Süddeutsche Zeitung

Katar:Nationalstolz im Supermarkt

Katar setzte nach der Blockade der arabischen Nachbarn 2017 auf Produkte "made in Qatar". Fische, Gemüse und Milch gibt es nun aus heimischer Herstellung. So wird der Einkauf zum patriotischen Akt.

Von Dunja Ramadan, Doha

Wer die Katarer besser verstehen will, sollte in einen großen Supermarkt fahren. Dafür nimmt man die rote U-Bahnlinie bis zur Station Doha Kongresszentrum, das zu einem riesigen WM-Ticketcenter umgebaut wurde. Ein paar Fans stehen dort an, über ihren Köpfen steht "celebrate". Es ist nicht zu übersehen: Die U-Bahn in Katar fährt erst seit Kurzem. Den Betonklotz der City Center Mall erreicht nur, wer einmal quer über eine stickige Tiefgarage läuft, vorbei an weiß-rotem Absperrband. Am Eingang des Supermarktes sticht das riesige Aquarium samt Kühlregal ins Auge. Die Aufschrift: "Unsere Farm - Zero Waste - natürlich - nachhaltig". Die Kunden schenken dem Glaskasten mit den pink angeleuchteten, etwas mickrigen Salatköpfen und den Fischen in Nudetönen nur wenig Aufmerksamkeit. Dabei steckt dahinter eine wichtige Botschaft: Seht her, wir können nun endlich für uns selbst sorgen.
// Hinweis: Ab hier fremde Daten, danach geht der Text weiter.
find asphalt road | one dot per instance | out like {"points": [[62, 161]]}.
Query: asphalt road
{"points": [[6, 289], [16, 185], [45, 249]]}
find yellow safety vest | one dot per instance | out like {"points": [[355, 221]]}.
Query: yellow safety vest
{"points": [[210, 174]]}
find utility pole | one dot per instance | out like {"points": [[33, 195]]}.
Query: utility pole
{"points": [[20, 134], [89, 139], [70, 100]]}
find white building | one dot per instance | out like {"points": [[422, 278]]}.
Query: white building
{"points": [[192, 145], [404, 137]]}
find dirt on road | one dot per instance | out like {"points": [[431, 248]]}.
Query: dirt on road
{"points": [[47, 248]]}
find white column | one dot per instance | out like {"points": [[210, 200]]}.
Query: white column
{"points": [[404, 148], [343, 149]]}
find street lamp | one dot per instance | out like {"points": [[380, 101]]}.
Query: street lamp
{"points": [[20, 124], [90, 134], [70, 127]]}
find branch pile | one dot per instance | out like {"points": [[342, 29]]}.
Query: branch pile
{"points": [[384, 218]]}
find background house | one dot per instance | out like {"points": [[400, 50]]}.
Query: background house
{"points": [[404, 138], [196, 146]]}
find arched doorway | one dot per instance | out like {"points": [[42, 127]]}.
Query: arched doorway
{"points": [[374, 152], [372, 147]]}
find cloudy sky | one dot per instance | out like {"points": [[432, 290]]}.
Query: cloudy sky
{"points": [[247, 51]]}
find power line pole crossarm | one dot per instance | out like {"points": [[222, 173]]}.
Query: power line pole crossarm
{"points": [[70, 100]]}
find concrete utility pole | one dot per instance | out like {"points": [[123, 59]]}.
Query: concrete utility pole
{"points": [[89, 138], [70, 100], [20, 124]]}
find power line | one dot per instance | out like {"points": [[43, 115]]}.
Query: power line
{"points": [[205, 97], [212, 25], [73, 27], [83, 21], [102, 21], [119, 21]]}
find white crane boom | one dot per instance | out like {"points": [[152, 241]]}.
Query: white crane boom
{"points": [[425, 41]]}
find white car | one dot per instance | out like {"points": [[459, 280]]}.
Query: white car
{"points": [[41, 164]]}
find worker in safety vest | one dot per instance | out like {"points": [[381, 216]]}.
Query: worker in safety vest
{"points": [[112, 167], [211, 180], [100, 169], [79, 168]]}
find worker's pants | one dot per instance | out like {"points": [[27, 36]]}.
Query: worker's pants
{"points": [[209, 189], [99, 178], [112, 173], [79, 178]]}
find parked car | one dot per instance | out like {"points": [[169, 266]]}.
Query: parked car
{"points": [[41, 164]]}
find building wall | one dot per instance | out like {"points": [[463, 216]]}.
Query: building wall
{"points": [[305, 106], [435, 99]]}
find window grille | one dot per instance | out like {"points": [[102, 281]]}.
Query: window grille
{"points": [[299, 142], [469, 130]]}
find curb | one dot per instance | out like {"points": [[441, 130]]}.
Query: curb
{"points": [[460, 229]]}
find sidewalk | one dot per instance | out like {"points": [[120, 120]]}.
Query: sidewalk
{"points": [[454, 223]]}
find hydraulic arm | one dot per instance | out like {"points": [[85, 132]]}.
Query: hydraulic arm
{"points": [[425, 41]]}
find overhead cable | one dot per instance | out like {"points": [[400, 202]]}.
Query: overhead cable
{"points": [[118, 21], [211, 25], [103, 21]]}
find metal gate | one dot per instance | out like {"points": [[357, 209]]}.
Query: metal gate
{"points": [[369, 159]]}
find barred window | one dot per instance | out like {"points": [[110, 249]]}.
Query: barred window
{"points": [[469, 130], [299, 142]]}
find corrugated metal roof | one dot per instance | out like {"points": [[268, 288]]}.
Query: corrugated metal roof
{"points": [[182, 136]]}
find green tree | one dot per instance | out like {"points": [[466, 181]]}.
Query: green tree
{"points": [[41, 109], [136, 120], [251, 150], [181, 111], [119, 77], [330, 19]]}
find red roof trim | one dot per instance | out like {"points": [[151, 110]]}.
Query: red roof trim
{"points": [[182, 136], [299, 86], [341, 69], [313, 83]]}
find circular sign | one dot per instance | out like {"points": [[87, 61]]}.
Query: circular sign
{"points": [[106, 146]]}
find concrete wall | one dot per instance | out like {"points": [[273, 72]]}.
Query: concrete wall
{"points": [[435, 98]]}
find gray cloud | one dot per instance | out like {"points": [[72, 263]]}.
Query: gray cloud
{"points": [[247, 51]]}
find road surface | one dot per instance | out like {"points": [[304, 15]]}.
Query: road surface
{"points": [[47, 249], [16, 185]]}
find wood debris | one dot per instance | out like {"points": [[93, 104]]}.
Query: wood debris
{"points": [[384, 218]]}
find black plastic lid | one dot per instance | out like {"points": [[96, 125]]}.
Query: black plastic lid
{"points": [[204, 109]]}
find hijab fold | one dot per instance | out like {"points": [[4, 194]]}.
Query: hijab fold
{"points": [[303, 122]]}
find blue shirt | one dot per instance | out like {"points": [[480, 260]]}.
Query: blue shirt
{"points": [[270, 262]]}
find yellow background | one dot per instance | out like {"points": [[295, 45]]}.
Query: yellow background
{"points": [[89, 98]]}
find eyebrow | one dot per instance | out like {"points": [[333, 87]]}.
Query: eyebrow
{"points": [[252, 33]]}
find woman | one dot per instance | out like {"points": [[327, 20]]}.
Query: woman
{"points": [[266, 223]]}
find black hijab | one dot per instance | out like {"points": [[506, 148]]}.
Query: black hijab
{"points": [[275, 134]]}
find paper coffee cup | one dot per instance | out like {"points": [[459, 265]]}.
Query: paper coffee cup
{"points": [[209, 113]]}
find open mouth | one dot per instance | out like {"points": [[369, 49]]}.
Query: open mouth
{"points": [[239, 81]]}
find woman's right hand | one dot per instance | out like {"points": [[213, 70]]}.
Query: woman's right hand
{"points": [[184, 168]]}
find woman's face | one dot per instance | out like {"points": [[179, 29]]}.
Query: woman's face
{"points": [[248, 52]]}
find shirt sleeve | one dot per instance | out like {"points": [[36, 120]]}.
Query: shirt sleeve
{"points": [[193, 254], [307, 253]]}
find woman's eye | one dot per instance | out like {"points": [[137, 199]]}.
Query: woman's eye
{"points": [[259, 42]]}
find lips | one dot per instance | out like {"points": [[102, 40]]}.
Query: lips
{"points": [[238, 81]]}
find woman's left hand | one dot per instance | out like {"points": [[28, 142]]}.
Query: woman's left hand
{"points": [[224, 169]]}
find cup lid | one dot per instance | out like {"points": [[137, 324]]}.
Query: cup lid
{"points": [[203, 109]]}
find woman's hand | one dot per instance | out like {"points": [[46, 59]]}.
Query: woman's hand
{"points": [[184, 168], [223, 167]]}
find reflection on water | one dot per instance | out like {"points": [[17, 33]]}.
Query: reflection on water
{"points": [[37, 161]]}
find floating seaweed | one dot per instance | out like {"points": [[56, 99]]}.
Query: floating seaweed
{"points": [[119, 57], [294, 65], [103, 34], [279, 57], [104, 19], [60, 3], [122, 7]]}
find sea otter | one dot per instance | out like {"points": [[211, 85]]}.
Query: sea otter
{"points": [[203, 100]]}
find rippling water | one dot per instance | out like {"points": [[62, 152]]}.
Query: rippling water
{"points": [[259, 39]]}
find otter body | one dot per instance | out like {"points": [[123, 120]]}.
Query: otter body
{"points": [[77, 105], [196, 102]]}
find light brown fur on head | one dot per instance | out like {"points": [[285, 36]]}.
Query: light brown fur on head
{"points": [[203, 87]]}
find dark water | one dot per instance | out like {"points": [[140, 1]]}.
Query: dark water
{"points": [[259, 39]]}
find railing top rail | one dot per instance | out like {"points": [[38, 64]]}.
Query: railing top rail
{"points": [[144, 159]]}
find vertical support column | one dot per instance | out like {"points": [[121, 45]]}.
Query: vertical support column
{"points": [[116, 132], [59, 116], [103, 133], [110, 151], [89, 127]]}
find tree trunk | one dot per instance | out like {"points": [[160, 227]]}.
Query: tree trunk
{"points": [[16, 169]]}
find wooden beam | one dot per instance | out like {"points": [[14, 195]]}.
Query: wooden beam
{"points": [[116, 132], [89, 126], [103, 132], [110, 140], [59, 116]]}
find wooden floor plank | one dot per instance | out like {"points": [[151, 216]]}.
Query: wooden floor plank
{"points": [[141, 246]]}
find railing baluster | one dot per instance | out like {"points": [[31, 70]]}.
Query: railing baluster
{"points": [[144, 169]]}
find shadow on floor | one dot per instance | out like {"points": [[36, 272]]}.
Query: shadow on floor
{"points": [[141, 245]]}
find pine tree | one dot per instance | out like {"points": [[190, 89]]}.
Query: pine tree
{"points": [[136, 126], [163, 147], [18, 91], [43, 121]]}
Der Einkauf bei uns ist ein patriotischer Akt.

Das Aquaponik-Verfahren wird auf Englisch und Arabisch erklärt. Demnach wird das Wasser aus der Fischhaltung aufbereitet und wiederverwendet, um Pflanzen mit Nährstoffen zu versorgen - ein fast emissionsfreier Kreislauf, der Fisch und Gemüse hervorbringt. Die Ergebnisse finden die Kunden ein paar Schritte weiter: Gurken, Auberginen und Salatköpfe - made in Katar. Daneben die Molkereiprodukte von Baladna, was "Unser Land" bedeutet, hier gibt es Karamelllatte und Mangojoghurt - auch made in Katar.

Als im Juni 2017 Saudi-Arabien, Ägypten, die Vereinigten Arabischen Emirate und Bahrain eine Wirtschaftsblockade gegen das Emirat verhängten, brach Panik im Land mit dem höchsten Pro-Kopf-Einkommen weltweit aus, Menschen rannten in die Supermärkte. Eine Bewohnerin erinnert sich heute noch an die Szenen: "Die Menschen parkten die Autos quer auf den Gehwegen. Ich dachte, ich wäre Statistin in einem amerikanischen Katastrophenfilm."

Damals wollten Saudi-Arabien und die anderen Länder den wohlhabenden Kleinstaat isolieren und unter anderem für die guten Beziehungen zur Türkei und zu Iran, mit dem Katar sich das größte Gasfeld der Welt teilt, abstrafen. Viele Araber zählten die Tage herunter: Wie lange würde das kleine Land wohl durchhalten? Das Land, das so gut wie alle Lebensmittel aus Saudi-Arabien bezog, die saudische Almarai-Milch war die Milch schlechthin. Doch Katar hielt durch, auch mit Hilfe der Türkei und Iran - und vielen extra eingeflogenen Kühen.

Ein kurzer Streifzug durch den Supermarkt auf der Suche nach der früher so beliebten Almarai-Milch verläuft ergebnislos. Immerhin hatte sich Katar Anfang 2021 mit den Nachbarn versöhnt. Ein Angestellter bestätigt die Vermutung: "Produkte aus Saudi-Arabien, den Vereinigten Arabischen Emiraten und Ägypten führen wir nicht mehr", sagt er. Als man ein paar Fotos schießt, von den türkischen Tomaten und den iranischen Paprika, aus den Ländern, die Katars loyale Verbündete sind, kommt ein zweiter Supermarktangestellter und rät einem, jetzt doch lieber zu gehen.

Nach dem Supermarktbesuch ist auch der Leitsatz besser zu verstehen, den viele Katarer seit der Blockade oft zitieren: "Wir dachten, es schadet uns, aber es hat uns weitergebracht."